If I were any good at writing macros, of course, I'd have put all the splitting and recombining into the macro as well. But I'm not -- I'm not a programmer! I just get things done. And this got done in time. So I'm a happy boy.

August 13, 2006

Corrupt CF Compact Flash Card?

My sister and her husband stopped by our house in the middle of a move from Alaska back to the mainland. They had taken a lot of fun pictures of their trip thus far, and then the camera died. (Kids + camera = likely cause.) A new camera was easily enough acquired but my sister was sad that their pictures were lost. They'd formatted the compact flash memory card three times while attempting to get the old camera to work again.

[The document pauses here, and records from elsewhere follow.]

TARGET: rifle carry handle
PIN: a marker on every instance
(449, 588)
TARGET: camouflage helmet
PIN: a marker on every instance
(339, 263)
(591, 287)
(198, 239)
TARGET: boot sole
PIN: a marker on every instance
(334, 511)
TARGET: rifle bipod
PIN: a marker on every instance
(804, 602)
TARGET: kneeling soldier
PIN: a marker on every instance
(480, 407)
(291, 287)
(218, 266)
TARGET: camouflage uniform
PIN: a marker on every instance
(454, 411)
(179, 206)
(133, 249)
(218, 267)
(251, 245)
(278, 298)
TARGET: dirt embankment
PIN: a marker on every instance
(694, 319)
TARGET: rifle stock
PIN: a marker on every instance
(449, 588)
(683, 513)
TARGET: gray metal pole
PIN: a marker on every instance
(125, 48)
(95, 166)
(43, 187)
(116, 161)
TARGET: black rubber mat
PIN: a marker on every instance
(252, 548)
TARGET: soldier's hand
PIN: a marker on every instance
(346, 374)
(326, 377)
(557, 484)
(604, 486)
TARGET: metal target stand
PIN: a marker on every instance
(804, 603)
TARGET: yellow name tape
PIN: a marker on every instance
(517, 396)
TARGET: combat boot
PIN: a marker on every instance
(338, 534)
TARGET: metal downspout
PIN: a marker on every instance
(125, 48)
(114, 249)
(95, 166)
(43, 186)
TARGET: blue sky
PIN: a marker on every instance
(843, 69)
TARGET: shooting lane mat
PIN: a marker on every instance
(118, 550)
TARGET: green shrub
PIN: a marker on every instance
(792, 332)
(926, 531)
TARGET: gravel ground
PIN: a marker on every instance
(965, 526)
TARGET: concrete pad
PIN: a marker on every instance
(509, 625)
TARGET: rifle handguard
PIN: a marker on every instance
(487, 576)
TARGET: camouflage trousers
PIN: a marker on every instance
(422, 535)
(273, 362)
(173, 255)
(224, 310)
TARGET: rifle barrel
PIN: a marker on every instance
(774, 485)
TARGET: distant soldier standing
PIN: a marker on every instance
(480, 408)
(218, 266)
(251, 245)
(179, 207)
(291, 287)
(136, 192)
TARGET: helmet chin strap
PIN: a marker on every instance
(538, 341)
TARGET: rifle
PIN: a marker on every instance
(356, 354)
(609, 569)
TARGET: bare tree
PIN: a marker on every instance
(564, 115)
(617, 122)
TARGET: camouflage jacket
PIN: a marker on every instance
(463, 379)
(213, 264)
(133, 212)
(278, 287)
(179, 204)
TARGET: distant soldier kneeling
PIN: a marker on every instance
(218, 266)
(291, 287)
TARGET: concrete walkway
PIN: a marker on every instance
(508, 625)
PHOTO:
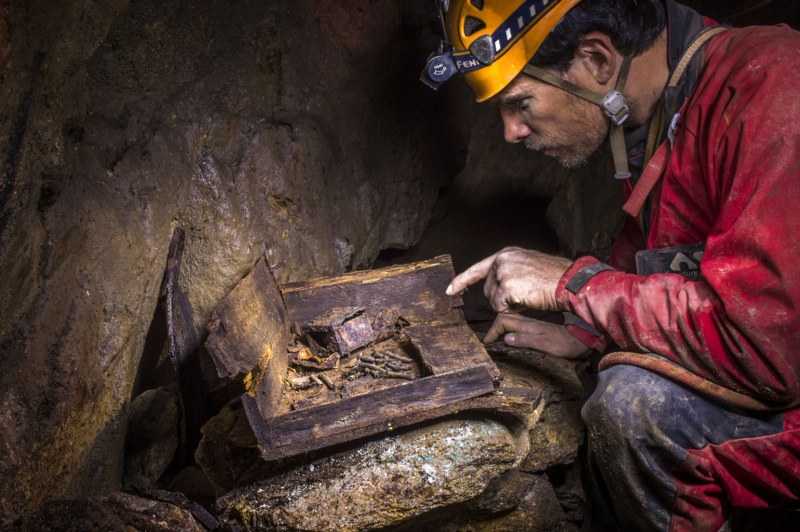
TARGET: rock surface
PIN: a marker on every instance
(117, 512)
(383, 483)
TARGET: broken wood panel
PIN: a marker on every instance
(317, 427)
(415, 291)
(248, 332)
(449, 347)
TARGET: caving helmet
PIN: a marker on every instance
(491, 41)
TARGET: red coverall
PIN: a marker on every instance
(716, 360)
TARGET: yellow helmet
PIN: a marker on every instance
(491, 41)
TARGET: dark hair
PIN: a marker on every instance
(633, 25)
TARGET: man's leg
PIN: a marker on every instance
(666, 457)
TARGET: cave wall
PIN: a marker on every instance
(285, 128)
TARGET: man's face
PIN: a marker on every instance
(551, 120)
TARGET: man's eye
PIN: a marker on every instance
(520, 105)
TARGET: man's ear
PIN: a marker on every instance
(598, 56)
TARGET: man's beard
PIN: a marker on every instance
(573, 145)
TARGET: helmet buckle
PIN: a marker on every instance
(482, 49)
(615, 107)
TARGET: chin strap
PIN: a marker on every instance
(613, 104)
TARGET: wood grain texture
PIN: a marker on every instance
(449, 347)
(415, 291)
(364, 415)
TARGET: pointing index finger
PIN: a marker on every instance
(471, 275)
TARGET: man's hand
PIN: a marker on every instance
(516, 278)
(548, 338)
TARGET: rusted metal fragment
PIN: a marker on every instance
(341, 329)
(249, 335)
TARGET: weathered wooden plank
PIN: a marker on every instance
(415, 291)
(448, 347)
(249, 335)
(317, 427)
(183, 349)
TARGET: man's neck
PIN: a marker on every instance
(648, 76)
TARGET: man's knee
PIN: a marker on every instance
(629, 402)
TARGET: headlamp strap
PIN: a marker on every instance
(613, 104)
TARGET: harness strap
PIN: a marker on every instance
(659, 121)
(656, 162)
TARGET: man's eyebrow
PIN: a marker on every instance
(508, 99)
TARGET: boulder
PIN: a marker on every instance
(385, 482)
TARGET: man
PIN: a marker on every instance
(695, 419)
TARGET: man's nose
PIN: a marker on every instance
(515, 129)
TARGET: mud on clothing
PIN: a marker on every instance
(730, 182)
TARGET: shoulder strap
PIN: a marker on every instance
(660, 121)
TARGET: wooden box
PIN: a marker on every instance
(253, 330)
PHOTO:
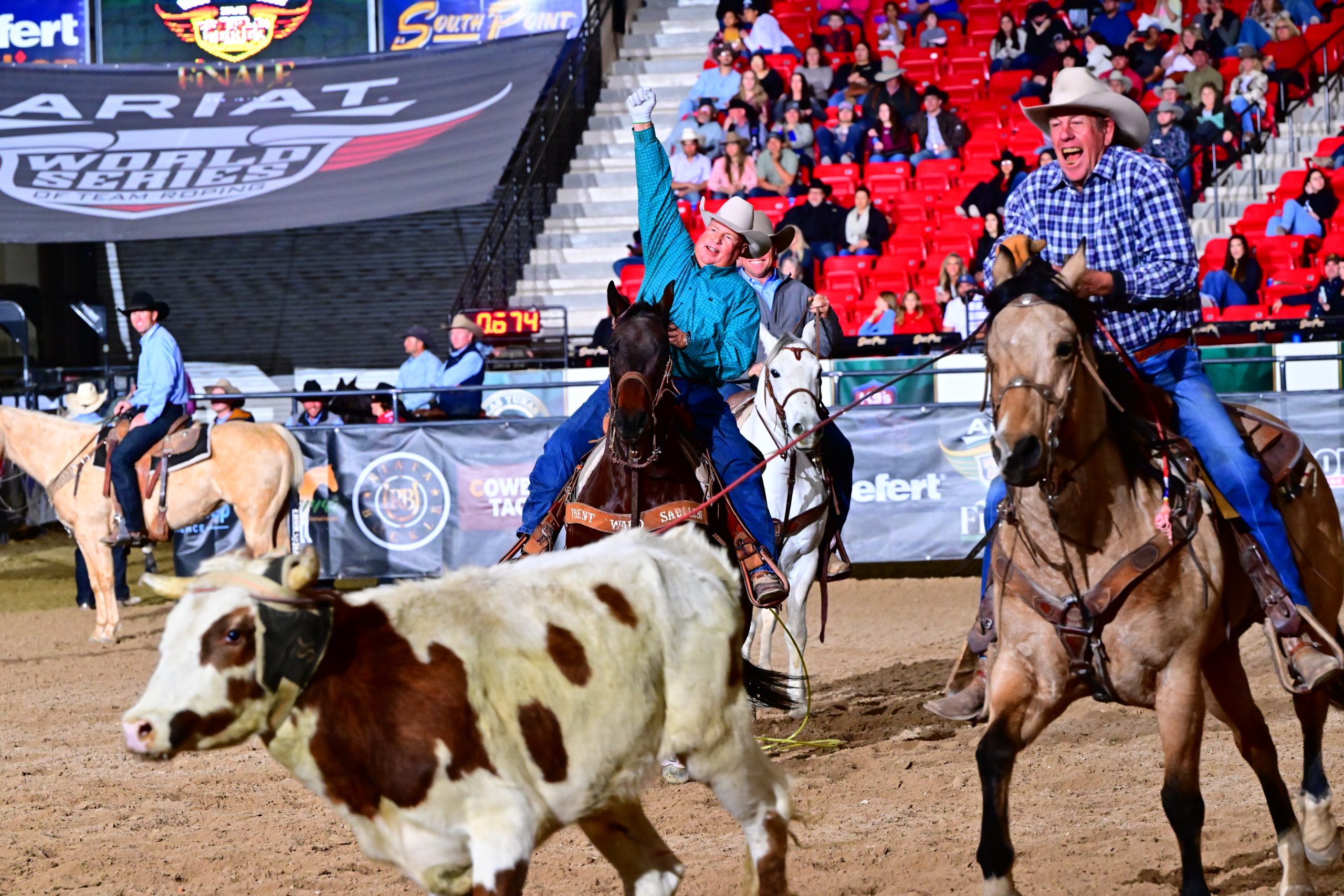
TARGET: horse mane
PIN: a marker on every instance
(1038, 279)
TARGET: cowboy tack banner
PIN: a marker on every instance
(413, 501)
(94, 155)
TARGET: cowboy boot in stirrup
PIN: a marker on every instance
(1308, 662)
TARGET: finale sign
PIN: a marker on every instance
(97, 155)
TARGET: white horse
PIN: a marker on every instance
(788, 404)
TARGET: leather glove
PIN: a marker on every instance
(642, 105)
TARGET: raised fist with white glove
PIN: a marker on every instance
(642, 105)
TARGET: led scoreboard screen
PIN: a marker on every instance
(507, 323)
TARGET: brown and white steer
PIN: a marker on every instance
(456, 723)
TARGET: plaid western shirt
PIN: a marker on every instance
(1129, 212)
(716, 308)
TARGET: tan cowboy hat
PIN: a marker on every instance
(463, 321)
(764, 231)
(737, 215)
(1079, 89)
(87, 399)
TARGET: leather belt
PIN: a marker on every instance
(1167, 344)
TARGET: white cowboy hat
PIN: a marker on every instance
(85, 399)
(736, 215)
(1079, 89)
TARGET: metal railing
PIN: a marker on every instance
(539, 162)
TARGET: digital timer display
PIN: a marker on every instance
(508, 321)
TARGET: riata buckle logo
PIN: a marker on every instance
(234, 33)
(113, 168)
(401, 501)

I figured not much could be done at that point, but it couldn't hurt to try. Whipped out the old CF card reader and plugged in the card -- Windows told me it needed to be formatted. A quick Google turned up a handful of free flash memory data retrieval programs. 'Zero Assumption Digital Memory Recovery' cranked for a while and recovered nothing.

But then, on a whim, I installed another program. (Call me stubborn.)

PC Inspector Smart Recovery ran quickly and recovered all 181 pictures from the card. I love it. And it's freeware! So it gets the Tom Dalton Seal of Approval.

August 30, 2006

Better than Acrobat: FoxIt PDF Reader

Yay! I loathe Acrobat Resource-Stealing-Reader.

http://www.foxitsoftware.com/pdf/rd_intro.php

This is a standalone, no-registry-editing, fast-loading alternative to the bloated standard. Download it and set it as your default.

Now! Do it!

September 1, 2007

Clipboard Manager = Great

Clipdiary. You won't use it really often, maybe, but it will save your bacon when you need it to.

You hit Ctrl+C and copy something important. Get sidetracked, and copy something else. Ooooh... Lost that first thing? Gone forever? Hours of work?

Okay, you're a monkey for not pasting it immediately. But that happens sometimes, to all of us.

If you have installed Clipdiary, a FREE tool that stores your clip history, no problem! It just sits in your tooltray, on the bottom right of your screen.

You can delete individual entries from the database, set a database size limit, purge the whole thing, toggle it on and off... It's perfect. An absolutely great tool that everyone should have.

It's already installed on my machine. So I really hope it's not actually a mind-control tool that will turn me into a zombie.